Hi All,
I import following JSON to delta table into VARIANT column:
{
"data": [
{
"group": 1,
"manager": "no",
"firstname": "John",
"lastname": "Smith",
"active": "false",
"team_lead": "yes"
}
],
"page": 1,
"size": 5000,
"timestamp": 1775455219,
"total": 1342,
"totalPages": 1
}
Because of the size I import only data node as VARIANT
To do that I use following logic:
df_transformed = spark.read.format("json")

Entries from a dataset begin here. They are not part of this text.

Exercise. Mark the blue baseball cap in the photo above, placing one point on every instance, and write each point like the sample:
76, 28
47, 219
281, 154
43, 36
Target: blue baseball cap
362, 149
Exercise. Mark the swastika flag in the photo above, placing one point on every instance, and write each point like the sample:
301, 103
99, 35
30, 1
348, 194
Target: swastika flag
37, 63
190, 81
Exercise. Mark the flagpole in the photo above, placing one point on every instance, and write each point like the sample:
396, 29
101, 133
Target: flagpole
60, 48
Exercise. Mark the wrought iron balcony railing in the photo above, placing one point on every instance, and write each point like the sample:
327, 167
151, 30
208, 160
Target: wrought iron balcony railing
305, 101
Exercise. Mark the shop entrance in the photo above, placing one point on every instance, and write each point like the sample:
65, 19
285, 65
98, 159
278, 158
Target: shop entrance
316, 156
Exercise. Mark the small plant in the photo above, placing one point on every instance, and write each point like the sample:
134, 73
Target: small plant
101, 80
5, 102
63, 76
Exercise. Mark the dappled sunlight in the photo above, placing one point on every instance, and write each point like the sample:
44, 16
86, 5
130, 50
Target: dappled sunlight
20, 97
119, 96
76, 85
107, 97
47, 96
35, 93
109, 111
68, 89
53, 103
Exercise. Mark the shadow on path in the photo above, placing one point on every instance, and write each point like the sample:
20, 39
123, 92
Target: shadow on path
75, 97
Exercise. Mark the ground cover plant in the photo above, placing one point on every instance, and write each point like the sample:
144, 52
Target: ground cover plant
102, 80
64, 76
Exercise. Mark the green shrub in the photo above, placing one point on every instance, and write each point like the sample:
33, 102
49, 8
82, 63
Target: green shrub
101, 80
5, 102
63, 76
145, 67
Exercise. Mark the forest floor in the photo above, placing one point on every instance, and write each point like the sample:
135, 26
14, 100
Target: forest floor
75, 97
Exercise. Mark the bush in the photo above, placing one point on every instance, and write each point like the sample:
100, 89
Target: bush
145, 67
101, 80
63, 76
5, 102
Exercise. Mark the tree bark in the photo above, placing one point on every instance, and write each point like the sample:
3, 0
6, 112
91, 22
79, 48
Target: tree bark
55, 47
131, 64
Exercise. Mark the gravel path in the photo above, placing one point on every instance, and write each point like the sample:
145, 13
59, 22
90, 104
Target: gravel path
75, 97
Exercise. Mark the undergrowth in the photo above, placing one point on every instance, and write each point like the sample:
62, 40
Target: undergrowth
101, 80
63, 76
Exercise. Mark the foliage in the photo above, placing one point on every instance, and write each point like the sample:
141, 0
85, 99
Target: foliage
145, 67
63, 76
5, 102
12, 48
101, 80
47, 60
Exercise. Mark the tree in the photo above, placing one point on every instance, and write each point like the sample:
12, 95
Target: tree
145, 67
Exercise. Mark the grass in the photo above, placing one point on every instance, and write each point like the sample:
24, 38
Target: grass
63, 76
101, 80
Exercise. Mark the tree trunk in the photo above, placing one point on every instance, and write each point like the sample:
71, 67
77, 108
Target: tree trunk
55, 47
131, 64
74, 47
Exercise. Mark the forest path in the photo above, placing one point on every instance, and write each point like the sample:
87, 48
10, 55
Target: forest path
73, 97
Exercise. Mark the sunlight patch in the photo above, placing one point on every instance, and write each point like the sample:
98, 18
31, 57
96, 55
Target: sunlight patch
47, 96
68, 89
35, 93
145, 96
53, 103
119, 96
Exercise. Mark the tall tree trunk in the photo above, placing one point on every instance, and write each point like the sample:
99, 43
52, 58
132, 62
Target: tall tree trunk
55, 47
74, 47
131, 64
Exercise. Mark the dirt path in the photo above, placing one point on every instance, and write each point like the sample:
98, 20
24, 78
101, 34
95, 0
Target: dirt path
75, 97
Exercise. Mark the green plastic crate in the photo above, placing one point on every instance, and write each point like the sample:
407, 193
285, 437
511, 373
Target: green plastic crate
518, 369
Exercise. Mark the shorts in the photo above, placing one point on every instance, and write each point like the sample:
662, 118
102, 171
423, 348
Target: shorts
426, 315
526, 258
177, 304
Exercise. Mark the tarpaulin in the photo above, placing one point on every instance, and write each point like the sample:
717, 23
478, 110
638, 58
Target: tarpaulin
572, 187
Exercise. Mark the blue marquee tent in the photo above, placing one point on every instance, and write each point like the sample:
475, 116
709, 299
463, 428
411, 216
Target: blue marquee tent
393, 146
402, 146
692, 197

.option("modifiedAfter", modified_after)
.option("singleVariantColumn", "DATA")
.load(f"{FILE_PATH}")
df_transformed.createOrReplaceTempView("df_transformed")
or streaming version:
df_transformed = (
spark.readStream
.format("cloudFiles")
.option("cloudFiles.format", "json")
.option("singleVariantColumn", "DATA")
.load(f"{FILE_PATH}")
)
df_transformed.createOrReplaceTempView("df_transformed")
and then query:
select * except(DATA) from df_transformed
,LATERAL variant_explode_outer(DATA:data) AS DATA_exploded
worked as expected before 1st of April with runtime 17.3.8
Then DBX upgraded the runtime to version 17.3.9 and streaming version raise following error:
org.apache.spark.sql.AnalysisException: [UNSUPPORTED_SUBQUERY_EXPRESSION_CATEGORY.UNSUPPORTED_CORRELATED_REFERENCE_DATA_TYPE] Unsupported subquery expression: Correlated column reference 'df_transformed.DATA' cannot be variant type. SQLSTATE: 0A000; line 1 pos 22
spark.read version still works as expected
I tested this with the latest version of 18.0, 18.1 and get the same error
The only version that still works is unsupported 17.2
Probably because it didn't get any update
How to fix this problem?
Am I doing something wrong in this query?